Exploring Cross-lingual Latent Transplantation: Mutual Opportunities and Open Challenges

arXiv cs.CL / 4/13/2026

💬 OpinionSignals & Early TrendsIdeas & Deep AnalysisModels & Research

Key Points

  • The paper proposes XTransplant, a cross-lingual latent transplantation framework that transfers latent activations across languages during inference to better use an LLM’s internal multilingual knowledge.
  • Experiments indicate mutually beneficial improvements in both multilingual capability and cultural adaptability, with the strongest gains observed for low-resource languages and cultures.
  • The study finds architectural roles: attention modules help multilingual understanding, while feed-forward modules capture more culture-specific information.
  • Detailed analysis covers XTransplant’s stability, effectiveness, and generalizability, including an upper-bound probe that suggests current LLMs underutilize their available multilingual potential.
  • The authors position XTransplant as a new lens for designing and evaluating cross-lingual interactions, while highlighting remaining open challenges in exploiting these capabilities broadly.

Abstract

Current large language models (LLMs) often exhibit imbalances in multilingual capabilities and cultural adaptability, largely attributed to their English-centric pre-training data.
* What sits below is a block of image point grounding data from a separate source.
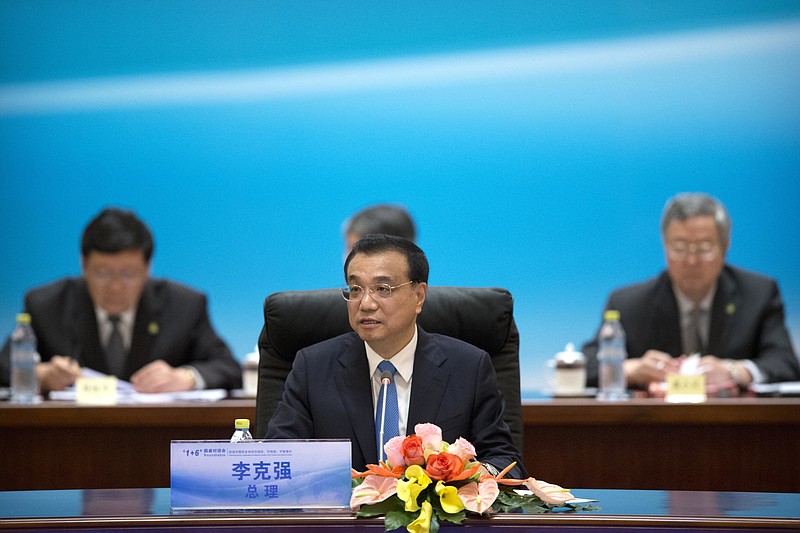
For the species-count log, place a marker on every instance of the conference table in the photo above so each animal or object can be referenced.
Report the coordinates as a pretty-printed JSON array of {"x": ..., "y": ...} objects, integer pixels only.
[
  {"x": 616, "y": 511},
  {"x": 730, "y": 444}
]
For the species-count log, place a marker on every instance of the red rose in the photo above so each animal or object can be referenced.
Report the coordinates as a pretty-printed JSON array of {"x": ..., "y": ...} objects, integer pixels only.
[
  {"x": 444, "y": 466},
  {"x": 413, "y": 453}
]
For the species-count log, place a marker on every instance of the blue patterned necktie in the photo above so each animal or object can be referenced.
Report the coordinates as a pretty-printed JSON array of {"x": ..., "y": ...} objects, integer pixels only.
[{"x": 391, "y": 424}]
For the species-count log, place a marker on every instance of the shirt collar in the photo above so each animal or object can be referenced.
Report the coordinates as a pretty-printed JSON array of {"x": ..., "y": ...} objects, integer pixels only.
[
  {"x": 125, "y": 318},
  {"x": 685, "y": 304},
  {"x": 403, "y": 360}
]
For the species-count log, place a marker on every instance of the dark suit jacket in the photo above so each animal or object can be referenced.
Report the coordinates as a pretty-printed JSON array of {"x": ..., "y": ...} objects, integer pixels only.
[
  {"x": 171, "y": 324},
  {"x": 328, "y": 395},
  {"x": 747, "y": 322}
]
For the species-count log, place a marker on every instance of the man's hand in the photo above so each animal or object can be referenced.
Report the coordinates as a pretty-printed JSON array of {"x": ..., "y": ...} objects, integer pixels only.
[
  {"x": 58, "y": 373},
  {"x": 724, "y": 372},
  {"x": 653, "y": 366},
  {"x": 159, "y": 376}
]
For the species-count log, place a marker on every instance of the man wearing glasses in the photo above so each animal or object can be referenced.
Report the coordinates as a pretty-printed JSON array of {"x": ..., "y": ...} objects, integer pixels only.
[
  {"x": 733, "y": 318},
  {"x": 117, "y": 320},
  {"x": 336, "y": 390}
]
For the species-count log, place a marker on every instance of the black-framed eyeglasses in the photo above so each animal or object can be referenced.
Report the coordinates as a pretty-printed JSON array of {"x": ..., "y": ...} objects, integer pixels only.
[{"x": 353, "y": 293}]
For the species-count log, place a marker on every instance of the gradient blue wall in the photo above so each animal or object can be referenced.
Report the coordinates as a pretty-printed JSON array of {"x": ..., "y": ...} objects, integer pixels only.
[{"x": 535, "y": 143}]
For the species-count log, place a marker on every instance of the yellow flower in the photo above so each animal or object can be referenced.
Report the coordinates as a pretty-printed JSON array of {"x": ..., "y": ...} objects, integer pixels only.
[
  {"x": 448, "y": 496},
  {"x": 423, "y": 522},
  {"x": 408, "y": 491}
]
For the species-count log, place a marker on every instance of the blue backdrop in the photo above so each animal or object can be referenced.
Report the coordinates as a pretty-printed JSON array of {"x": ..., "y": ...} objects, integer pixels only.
[{"x": 535, "y": 143}]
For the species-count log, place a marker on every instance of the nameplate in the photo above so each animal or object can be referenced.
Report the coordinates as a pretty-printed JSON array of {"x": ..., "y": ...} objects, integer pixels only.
[
  {"x": 686, "y": 388},
  {"x": 268, "y": 474},
  {"x": 96, "y": 390}
]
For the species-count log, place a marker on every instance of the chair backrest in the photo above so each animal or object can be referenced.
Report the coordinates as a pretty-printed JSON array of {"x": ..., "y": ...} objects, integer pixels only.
[{"x": 483, "y": 317}]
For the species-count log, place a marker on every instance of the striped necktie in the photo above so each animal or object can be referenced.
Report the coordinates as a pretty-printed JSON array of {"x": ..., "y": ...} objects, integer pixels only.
[{"x": 391, "y": 422}]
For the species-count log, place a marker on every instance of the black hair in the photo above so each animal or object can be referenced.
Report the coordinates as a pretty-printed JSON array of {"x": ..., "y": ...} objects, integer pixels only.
[
  {"x": 378, "y": 243},
  {"x": 116, "y": 230}
]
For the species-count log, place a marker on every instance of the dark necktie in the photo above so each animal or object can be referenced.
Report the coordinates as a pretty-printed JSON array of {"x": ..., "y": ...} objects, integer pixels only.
[
  {"x": 694, "y": 340},
  {"x": 115, "y": 349},
  {"x": 391, "y": 424}
]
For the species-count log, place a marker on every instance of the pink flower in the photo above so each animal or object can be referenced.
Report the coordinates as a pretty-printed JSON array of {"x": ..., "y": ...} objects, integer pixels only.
[
  {"x": 412, "y": 450},
  {"x": 394, "y": 451},
  {"x": 463, "y": 448},
  {"x": 374, "y": 489},
  {"x": 431, "y": 435},
  {"x": 444, "y": 466},
  {"x": 549, "y": 493},
  {"x": 479, "y": 497}
]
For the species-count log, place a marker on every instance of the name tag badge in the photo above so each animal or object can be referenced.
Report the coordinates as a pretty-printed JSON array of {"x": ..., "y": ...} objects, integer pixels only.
[
  {"x": 686, "y": 388},
  {"x": 96, "y": 391},
  {"x": 270, "y": 474}
]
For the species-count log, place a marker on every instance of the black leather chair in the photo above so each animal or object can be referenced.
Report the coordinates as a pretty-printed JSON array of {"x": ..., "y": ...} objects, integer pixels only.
[{"x": 483, "y": 317}]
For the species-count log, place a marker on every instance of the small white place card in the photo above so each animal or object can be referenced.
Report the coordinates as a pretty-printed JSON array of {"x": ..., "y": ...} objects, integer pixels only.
[
  {"x": 268, "y": 474},
  {"x": 96, "y": 390}
]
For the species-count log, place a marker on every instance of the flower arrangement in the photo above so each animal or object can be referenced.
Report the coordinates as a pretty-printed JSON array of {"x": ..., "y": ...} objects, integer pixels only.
[{"x": 425, "y": 480}]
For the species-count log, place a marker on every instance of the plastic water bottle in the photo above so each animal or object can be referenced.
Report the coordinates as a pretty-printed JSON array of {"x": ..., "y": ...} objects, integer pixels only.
[
  {"x": 611, "y": 355},
  {"x": 241, "y": 433},
  {"x": 24, "y": 358}
]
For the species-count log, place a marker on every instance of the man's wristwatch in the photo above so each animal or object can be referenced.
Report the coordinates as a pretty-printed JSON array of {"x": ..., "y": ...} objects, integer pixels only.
[{"x": 733, "y": 370}]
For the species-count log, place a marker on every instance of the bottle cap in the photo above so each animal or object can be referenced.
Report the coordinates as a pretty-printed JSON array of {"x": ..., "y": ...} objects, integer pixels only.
[{"x": 570, "y": 357}]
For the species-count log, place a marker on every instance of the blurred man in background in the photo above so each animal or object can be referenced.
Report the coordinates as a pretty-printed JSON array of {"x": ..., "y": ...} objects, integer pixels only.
[
  {"x": 732, "y": 317},
  {"x": 117, "y": 320}
]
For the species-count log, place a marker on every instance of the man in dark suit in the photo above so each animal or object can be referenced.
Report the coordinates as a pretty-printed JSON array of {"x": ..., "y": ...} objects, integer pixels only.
[
  {"x": 117, "y": 320},
  {"x": 732, "y": 317},
  {"x": 334, "y": 387}
]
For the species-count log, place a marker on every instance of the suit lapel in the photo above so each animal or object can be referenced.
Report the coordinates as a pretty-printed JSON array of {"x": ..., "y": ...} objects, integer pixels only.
[
  {"x": 143, "y": 340},
  {"x": 87, "y": 348},
  {"x": 667, "y": 320},
  {"x": 428, "y": 383},
  {"x": 355, "y": 390},
  {"x": 722, "y": 309}
]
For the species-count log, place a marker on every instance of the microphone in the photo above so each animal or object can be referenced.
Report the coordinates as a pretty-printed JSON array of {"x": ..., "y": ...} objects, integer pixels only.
[{"x": 386, "y": 379}]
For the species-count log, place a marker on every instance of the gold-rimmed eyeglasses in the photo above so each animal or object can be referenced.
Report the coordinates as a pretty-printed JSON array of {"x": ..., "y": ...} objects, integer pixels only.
[
  {"x": 703, "y": 250},
  {"x": 102, "y": 275},
  {"x": 353, "y": 293}
]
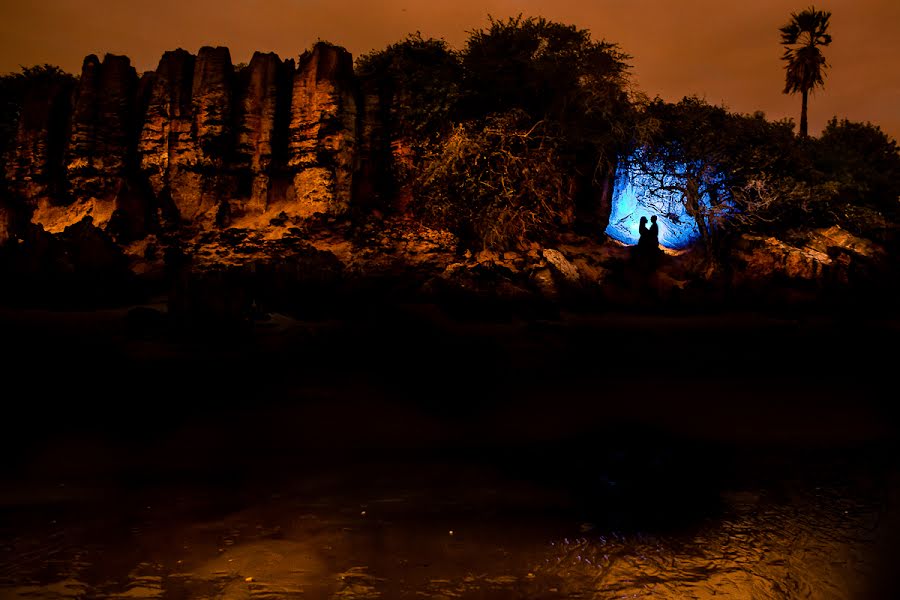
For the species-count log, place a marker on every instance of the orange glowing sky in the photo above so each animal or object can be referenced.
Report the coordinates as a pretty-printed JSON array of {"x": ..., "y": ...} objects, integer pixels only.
[{"x": 726, "y": 51}]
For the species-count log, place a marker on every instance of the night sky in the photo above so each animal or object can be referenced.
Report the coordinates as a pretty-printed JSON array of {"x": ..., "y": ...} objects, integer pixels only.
[{"x": 727, "y": 52}]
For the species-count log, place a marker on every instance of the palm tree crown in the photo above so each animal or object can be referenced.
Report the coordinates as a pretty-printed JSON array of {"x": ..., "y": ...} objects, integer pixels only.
[{"x": 805, "y": 69}]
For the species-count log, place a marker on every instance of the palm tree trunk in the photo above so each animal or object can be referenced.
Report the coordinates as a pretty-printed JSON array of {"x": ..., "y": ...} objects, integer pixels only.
[{"x": 803, "y": 114}]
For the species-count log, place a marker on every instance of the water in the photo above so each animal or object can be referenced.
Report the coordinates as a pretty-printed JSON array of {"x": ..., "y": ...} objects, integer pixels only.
[{"x": 484, "y": 460}]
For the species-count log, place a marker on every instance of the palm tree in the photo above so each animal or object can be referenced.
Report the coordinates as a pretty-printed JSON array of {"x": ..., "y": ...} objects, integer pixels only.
[{"x": 806, "y": 65}]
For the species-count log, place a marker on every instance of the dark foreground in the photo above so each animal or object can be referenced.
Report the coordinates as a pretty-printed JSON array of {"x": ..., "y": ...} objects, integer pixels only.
[{"x": 405, "y": 453}]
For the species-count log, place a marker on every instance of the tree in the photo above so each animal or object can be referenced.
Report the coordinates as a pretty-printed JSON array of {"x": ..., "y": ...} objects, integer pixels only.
[
  {"x": 864, "y": 160},
  {"x": 802, "y": 37},
  {"x": 716, "y": 167},
  {"x": 496, "y": 182},
  {"x": 557, "y": 74}
]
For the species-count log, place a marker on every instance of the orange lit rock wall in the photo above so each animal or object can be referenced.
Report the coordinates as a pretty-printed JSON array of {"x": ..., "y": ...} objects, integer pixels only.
[{"x": 197, "y": 142}]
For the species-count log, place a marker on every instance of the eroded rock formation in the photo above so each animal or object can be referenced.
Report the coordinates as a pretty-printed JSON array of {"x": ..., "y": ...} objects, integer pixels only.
[{"x": 323, "y": 131}]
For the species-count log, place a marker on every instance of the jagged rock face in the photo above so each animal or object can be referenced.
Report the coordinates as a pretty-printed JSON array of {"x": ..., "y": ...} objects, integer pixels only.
[
  {"x": 34, "y": 165},
  {"x": 186, "y": 139},
  {"x": 166, "y": 147},
  {"x": 264, "y": 109},
  {"x": 323, "y": 132},
  {"x": 100, "y": 138}
]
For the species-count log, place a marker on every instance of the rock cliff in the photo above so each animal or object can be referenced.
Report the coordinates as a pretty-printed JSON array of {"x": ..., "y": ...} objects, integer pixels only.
[{"x": 193, "y": 143}]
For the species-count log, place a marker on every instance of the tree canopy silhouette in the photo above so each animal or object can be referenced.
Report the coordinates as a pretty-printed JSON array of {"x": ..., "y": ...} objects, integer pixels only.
[{"x": 802, "y": 37}]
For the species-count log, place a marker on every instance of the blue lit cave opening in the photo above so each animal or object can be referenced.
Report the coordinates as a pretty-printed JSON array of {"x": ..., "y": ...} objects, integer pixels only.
[{"x": 634, "y": 199}]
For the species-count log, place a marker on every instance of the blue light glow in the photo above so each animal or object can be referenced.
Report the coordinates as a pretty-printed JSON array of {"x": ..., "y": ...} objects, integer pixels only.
[{"x": 633, "y": 200}]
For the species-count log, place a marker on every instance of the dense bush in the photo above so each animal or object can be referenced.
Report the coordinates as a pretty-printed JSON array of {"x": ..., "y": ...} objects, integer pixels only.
[{"x": 495, "y": 183}]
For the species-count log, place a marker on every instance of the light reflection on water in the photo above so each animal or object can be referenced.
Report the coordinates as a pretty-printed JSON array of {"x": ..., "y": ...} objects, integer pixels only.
[{"x": 816, "y": 543}]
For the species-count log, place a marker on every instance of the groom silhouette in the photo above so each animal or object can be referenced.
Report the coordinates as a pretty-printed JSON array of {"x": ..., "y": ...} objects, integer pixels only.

In this paper, we introduce and investigate cross-lingual latent transplantation (XTransplant), a probing framework which aims to further exploit the model's internalized multilingual knowledge during inference and examine its effects on the multilingual capability and cultural adaptability of LLMs. XTransplant framework enables models to harness the complementary strengths of both English and non-English resources by transplanting latent activations across languages. Through extensive analysis, we empirically demonstrate that XTransplant, a form of cross-lingual interaction, has mutually beneficial effects on the multilingual capability and cultural adaptability of LLMs, particularly for low-resource languages and cultures. We further reveal that attention modules play a pivotal role in supporting multilingual understanding, while feed-forward modules are more adept at capturing culture-specific knowledge. In addition, we conduct in-depth analysis of XTransplant's stability, effectiveness, and generalizability. By probing the upper bound performance of XTransplant, we expose the considerable underutilization of current LLMs' multilingual potential-a challenge that remains open. We hope our analysis offers a new lens for advancing cross-lingual interactions and better leveraging models' internalized multilingual knowledge.